Thinkspace is pleased to present ‘Vanguard’, an exciting group exhibition of new works by the gallery’s established artists, and by recent additions to its roster. This special exhibition will provide a curated glimpse into the New Contemporary Art Movement with a dynamic selection of artwork representing the diverse range of its artists and their practices. These artists are unified by the shared intent to create exceptional artwork that speaks relevantly to contemporary culture. Distilling inspiration from a variety of sources including illustration, pop culture, comics, street art, and graffiti, the New Contemporary Art Movement culls its content from the world and presents imagery saturated with powerfully populist forms. As a movement with its beginnings firmly grounded in Los Angeles, Thinkspace has been a significant conduit and catalyst for its expansion worldwide. While it is young, New Contemporary Art has gained traction and recognition the world over and continues to establish itself as a potentially inveterate art movement with a steadily evolving history.
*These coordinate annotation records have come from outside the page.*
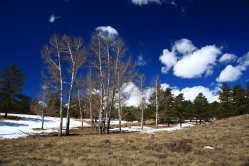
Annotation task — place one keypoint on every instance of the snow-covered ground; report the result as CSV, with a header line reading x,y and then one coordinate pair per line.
x,y
10,129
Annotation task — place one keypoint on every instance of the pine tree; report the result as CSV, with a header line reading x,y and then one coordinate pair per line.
x,y
53,105
225,97
178,108
11,81
201,107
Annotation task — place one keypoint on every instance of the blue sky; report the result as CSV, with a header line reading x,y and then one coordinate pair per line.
x,y
193,45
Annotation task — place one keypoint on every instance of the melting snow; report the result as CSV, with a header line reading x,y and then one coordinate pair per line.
x,y
10,129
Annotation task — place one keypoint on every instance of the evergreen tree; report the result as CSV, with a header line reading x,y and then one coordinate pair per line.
x,y
214,110
53,105
225,97
177,110
201,107
11,81
167,105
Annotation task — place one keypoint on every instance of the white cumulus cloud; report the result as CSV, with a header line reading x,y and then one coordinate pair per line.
x,y
226,58
188,61
184,46
107,31
197,63
243,62
169,59
141,61
229,74
191,93
145,2
53,18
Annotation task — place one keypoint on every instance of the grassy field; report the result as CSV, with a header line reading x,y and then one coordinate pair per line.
x,y
228,137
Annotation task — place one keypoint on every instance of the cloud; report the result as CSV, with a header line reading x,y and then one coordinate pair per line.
x,y
191,93
226,58
184,46
145,2
197,63
169,59
108,31
229,74
53,18
159,2
141,61
189,62
243,62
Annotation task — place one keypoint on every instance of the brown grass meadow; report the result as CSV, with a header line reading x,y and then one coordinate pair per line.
x,y
229,138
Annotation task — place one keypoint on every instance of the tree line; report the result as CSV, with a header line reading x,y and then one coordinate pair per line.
x,y
92,80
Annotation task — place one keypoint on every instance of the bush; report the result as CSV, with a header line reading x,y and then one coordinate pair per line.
x,y
180,145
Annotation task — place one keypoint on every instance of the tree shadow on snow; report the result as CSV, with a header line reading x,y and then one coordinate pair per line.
x,y
36,120
10,124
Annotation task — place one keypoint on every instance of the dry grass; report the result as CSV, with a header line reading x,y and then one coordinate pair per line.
x,y
229,138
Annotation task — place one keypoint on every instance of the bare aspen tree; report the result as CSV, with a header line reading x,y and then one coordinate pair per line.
x,y
52,56
141,79
43,96
79,88
99,62
89,84
108,54
76,55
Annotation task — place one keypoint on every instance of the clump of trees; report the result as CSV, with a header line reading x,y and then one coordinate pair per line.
x,y
101,93
94,81
11,97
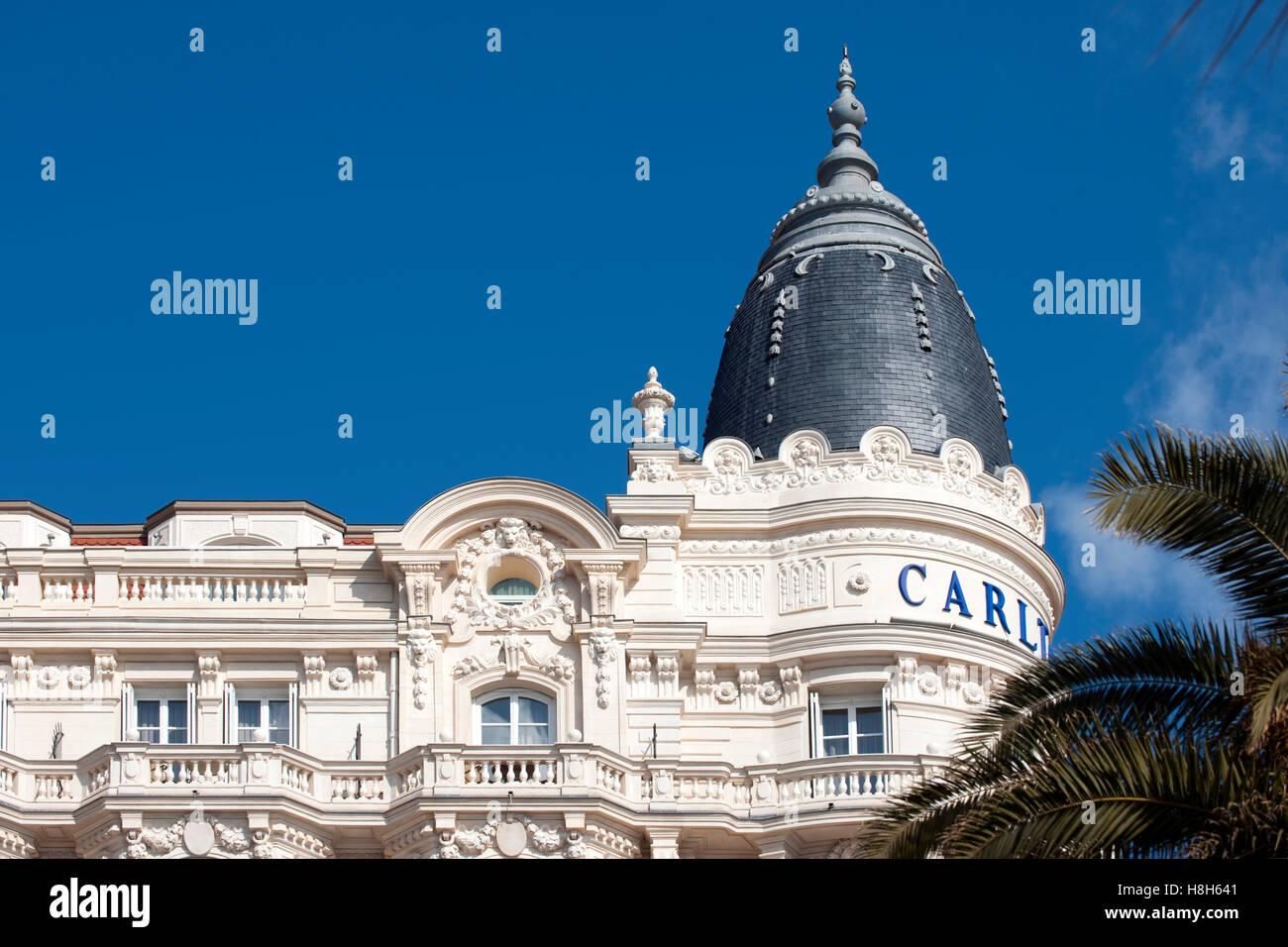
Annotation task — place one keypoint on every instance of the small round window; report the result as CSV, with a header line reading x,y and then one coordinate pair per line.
x,y
513,591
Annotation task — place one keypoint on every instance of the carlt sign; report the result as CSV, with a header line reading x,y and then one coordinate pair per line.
x,y
988,603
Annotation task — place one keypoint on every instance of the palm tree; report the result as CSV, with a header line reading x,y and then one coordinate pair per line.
x,y
1166,740
1235,27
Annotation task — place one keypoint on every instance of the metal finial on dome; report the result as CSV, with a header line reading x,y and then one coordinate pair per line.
x,y
846,163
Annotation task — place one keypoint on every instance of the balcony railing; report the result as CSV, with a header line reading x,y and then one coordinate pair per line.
x,y
263,770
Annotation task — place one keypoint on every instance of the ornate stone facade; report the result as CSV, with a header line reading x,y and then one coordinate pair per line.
x,y
743,655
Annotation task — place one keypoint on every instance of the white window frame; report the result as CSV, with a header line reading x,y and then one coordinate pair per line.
x,y
849,702
513,693
233,698
167,697
513,599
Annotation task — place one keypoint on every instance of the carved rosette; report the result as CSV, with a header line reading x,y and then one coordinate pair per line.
x,y
421,651
601,579
603,652
884,457
509,839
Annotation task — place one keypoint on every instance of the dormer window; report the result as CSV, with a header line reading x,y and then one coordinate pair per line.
x,y
513,591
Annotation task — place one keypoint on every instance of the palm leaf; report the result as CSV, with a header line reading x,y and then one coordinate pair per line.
x,y
1220,501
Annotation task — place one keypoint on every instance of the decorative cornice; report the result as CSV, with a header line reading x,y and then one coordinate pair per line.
x,y
954,474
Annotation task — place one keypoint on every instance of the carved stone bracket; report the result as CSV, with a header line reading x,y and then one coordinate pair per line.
x,y
421,651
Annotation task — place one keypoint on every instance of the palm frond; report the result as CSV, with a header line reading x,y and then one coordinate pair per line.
x,y
1154,791
1220,501
1154,677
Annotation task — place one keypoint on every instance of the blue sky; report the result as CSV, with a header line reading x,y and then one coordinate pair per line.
x,y
516,169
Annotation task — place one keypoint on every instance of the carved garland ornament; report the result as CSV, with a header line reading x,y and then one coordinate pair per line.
x,y
421,648
888,464
603,652
159,841
509,536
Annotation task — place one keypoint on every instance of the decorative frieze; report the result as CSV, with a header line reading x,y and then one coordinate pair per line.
x,y
314,673
509,536
601,644
724,590
802,585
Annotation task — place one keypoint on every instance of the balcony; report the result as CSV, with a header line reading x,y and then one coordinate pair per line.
x,y
261,772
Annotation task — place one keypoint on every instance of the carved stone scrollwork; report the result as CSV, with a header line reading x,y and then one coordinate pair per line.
x,y
421,650
509,536
603,652
420,579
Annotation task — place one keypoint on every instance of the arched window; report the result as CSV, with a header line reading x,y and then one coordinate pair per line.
x,y
514,718
513,591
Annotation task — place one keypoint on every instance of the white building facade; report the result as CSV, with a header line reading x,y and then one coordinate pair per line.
x,y
743,655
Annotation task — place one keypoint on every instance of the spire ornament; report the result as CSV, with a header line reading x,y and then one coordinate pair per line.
x,y
846,165
653,401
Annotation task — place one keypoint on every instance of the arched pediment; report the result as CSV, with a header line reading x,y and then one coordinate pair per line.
x,y
445,519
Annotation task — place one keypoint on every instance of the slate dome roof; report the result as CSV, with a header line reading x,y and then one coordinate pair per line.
x,y
853,321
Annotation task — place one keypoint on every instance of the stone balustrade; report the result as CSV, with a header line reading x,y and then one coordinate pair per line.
x,y
210,589
130,770
90,579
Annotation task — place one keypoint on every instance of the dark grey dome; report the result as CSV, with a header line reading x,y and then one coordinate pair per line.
x,y
853,321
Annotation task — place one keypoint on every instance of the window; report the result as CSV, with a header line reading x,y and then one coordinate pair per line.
x,y
161,719
513,591
265,712
846,725
514,718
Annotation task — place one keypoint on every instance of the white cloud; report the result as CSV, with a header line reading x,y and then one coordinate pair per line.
x,y
1231,364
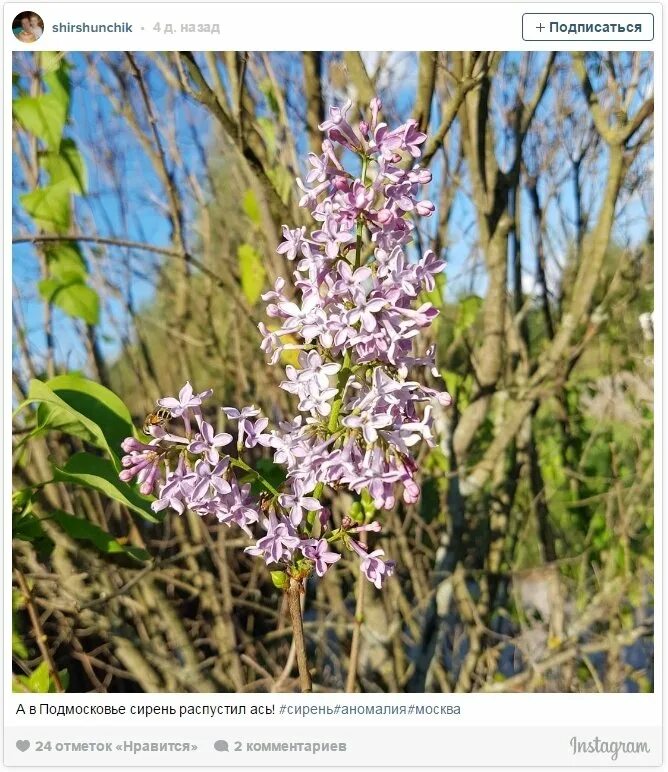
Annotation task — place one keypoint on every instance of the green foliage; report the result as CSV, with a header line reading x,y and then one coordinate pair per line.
x,y
280,579
66,167
40,681
100,474
43,116
251,207
252,272
75,405
272,473
50,204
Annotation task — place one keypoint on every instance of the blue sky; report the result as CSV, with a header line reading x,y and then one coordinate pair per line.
x,y
125,198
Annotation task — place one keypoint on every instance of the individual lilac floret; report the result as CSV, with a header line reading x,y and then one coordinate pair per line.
x,y
296,502
279,543
375,569
208,443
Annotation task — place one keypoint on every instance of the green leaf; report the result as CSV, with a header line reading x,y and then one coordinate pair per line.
x,y
83,530
64,680
100,474
38,681
44,116
75,405
251,206
467,313
272,473
65,259
49,207
252,272
73,296
67,166
280,579
18,647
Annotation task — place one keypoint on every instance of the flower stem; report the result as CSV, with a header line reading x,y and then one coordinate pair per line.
x,y
351,680
295,606
360,222
266,484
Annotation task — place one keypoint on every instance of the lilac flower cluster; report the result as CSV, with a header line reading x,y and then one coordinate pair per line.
x,y
354,318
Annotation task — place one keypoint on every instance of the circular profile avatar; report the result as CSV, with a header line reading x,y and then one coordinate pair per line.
x,y
28,26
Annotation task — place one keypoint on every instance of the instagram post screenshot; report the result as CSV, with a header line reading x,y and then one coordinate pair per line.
x,y
332,371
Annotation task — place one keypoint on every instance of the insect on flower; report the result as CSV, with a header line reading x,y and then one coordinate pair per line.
x,y
157,417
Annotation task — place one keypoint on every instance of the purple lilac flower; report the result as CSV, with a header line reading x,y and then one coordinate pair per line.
x,y
317,550
356,320
296,502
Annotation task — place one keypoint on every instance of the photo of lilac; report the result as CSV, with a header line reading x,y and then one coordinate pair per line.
x,y
333,372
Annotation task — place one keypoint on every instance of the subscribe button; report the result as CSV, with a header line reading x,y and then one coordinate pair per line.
x,y
587,26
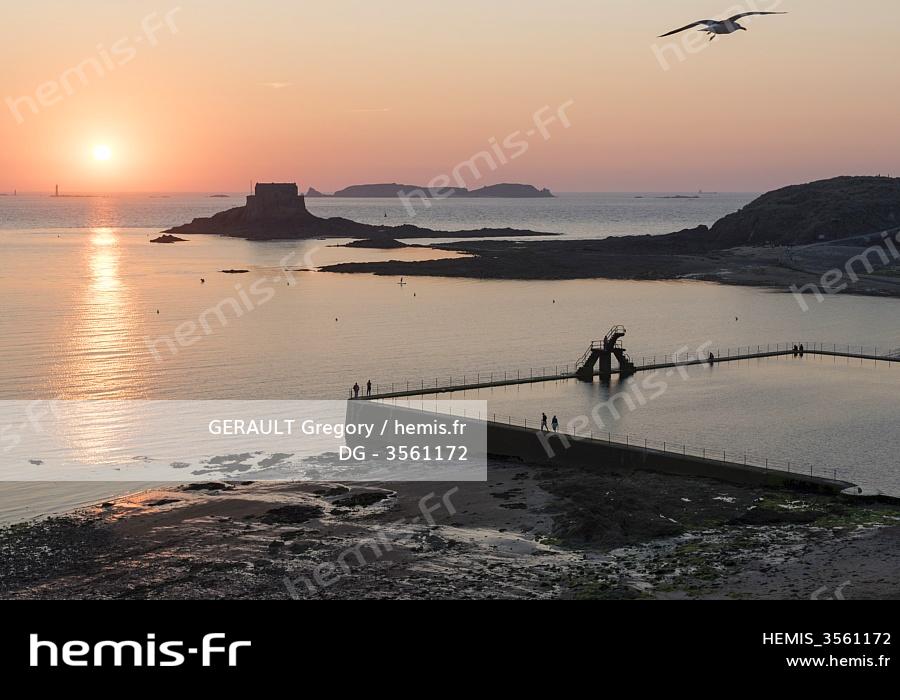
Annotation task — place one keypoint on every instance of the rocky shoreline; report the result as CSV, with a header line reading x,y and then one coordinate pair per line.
x,y
527,533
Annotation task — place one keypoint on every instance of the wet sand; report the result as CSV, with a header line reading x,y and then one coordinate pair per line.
x,y
527,533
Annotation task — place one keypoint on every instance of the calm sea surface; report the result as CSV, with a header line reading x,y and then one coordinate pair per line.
x,y
92,310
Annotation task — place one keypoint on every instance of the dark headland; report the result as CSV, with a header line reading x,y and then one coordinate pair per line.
x,y
278,211
789,236
503,190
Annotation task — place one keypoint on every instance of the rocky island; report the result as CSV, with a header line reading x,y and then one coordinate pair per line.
x,y
507,190
791,236
278,211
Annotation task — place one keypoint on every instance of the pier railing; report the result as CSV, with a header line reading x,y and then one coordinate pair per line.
x,y
712,454
564,370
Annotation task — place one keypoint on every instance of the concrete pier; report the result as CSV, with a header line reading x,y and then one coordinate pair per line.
x,y
423,389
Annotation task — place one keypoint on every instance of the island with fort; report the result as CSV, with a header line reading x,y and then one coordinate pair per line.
x,y
503,190
278,211
802,235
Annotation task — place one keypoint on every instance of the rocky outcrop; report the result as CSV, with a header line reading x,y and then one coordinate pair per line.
x,y
825,210
278,211
393,189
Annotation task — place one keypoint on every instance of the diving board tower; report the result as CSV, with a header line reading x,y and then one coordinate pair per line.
x,y
601,353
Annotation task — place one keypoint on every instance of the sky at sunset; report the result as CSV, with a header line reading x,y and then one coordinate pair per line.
x,y
203,95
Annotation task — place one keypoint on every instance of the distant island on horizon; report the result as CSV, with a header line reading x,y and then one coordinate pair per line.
x,y
277,210
794,235
390,190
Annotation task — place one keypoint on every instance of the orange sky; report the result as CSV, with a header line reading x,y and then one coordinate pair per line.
x,y
401,90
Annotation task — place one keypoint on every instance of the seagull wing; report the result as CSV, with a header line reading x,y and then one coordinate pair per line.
x,y
747,14
707,22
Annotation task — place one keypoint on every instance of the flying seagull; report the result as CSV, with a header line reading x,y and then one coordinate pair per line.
x,y
720,26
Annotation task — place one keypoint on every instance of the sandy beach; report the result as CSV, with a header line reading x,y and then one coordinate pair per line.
x,y
526,533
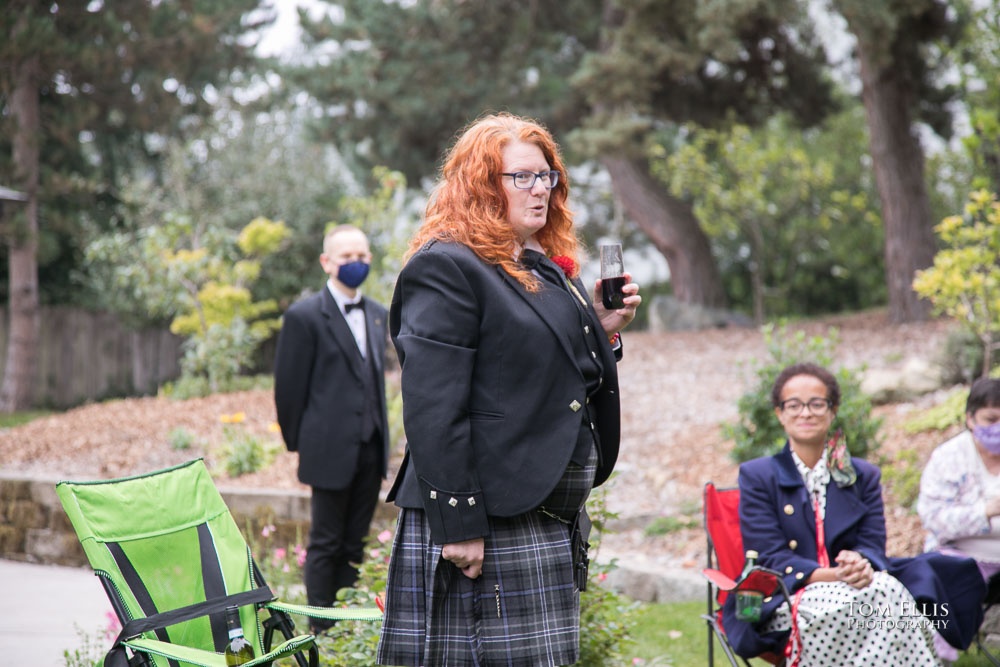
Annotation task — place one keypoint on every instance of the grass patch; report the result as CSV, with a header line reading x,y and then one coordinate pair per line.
x,y
18,418
673,634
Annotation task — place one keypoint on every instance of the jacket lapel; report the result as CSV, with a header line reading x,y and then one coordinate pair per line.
x,y
340,330
843,510
536,305
794,489
375,331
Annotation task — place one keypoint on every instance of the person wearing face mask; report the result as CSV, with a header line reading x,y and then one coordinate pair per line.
x,y
329,391
959,502
511,411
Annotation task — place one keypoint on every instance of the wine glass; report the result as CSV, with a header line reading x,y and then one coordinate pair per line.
x,y
612,276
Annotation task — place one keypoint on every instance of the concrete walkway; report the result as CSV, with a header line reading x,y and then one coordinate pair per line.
x,y
44,605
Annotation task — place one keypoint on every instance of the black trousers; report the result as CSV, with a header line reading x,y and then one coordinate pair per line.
x,y
340,522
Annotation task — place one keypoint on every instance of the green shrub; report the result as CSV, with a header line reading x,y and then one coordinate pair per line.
x,y
242,452
758,433
180,438
961,357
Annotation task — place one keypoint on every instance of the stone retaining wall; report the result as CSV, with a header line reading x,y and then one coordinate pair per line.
x,y
34,528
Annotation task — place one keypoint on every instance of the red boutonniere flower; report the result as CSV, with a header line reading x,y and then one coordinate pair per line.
x,y
568,266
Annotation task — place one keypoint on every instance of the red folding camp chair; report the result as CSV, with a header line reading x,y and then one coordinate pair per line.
x,y
725,552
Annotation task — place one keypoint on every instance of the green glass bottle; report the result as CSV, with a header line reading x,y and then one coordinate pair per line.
x,y
238,650
749,602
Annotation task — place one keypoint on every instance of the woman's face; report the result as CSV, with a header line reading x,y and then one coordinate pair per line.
x,y
805,428
527,210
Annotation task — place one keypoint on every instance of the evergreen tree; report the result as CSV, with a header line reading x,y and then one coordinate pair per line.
x,y
400,79
897,52
84,90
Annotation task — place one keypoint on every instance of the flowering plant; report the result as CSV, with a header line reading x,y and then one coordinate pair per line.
x,y
567,264
841,469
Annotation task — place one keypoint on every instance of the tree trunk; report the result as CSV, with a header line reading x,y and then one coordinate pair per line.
x,y
898,161
17,389
671,226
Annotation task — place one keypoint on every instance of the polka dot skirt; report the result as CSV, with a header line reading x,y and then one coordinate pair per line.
x,y
875,625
‘Vanguard’ will feature artwork by Thinkspace artists Allison Sommers, Derek Gores, Kevin Peterson, Sarah Joncas, Seth Armstrong, Shark Toof, and Yosuke Ueno, and will also include works from recent gallery additions: Curiot from Mexico, NoseGo from Philadelphia, Jeremy Enecio from Brooklyn, Kikyz1313 from Mexico, and Halsey Swain from Portland. Each artist imparts their own unique and unrepeatable contribution to the movement in keeping with its core tenets of accessibility and contemporaneity; their work speaks democratically in a relatable way, and draws from the realities of the contemporary culture in which we are all imbricated. As an art movement that seeks to reflect popular cultural forms rather than to exclude them, the New Contemporary Art Movement is unified by its diversity and its appeal to shared sensibilities and social currencies. An aggregate of distinct and yet concomitant voices, each exponent is different and informed by his or her own vision, but each resonates with a desire to show the viewer something identifiable, real, imminent, and firmly grounded in the now. ‘Vanguard’ will present an inspired cross-section of these exceptional and varied talents, offering a rare opportunity to hear their voices in unison.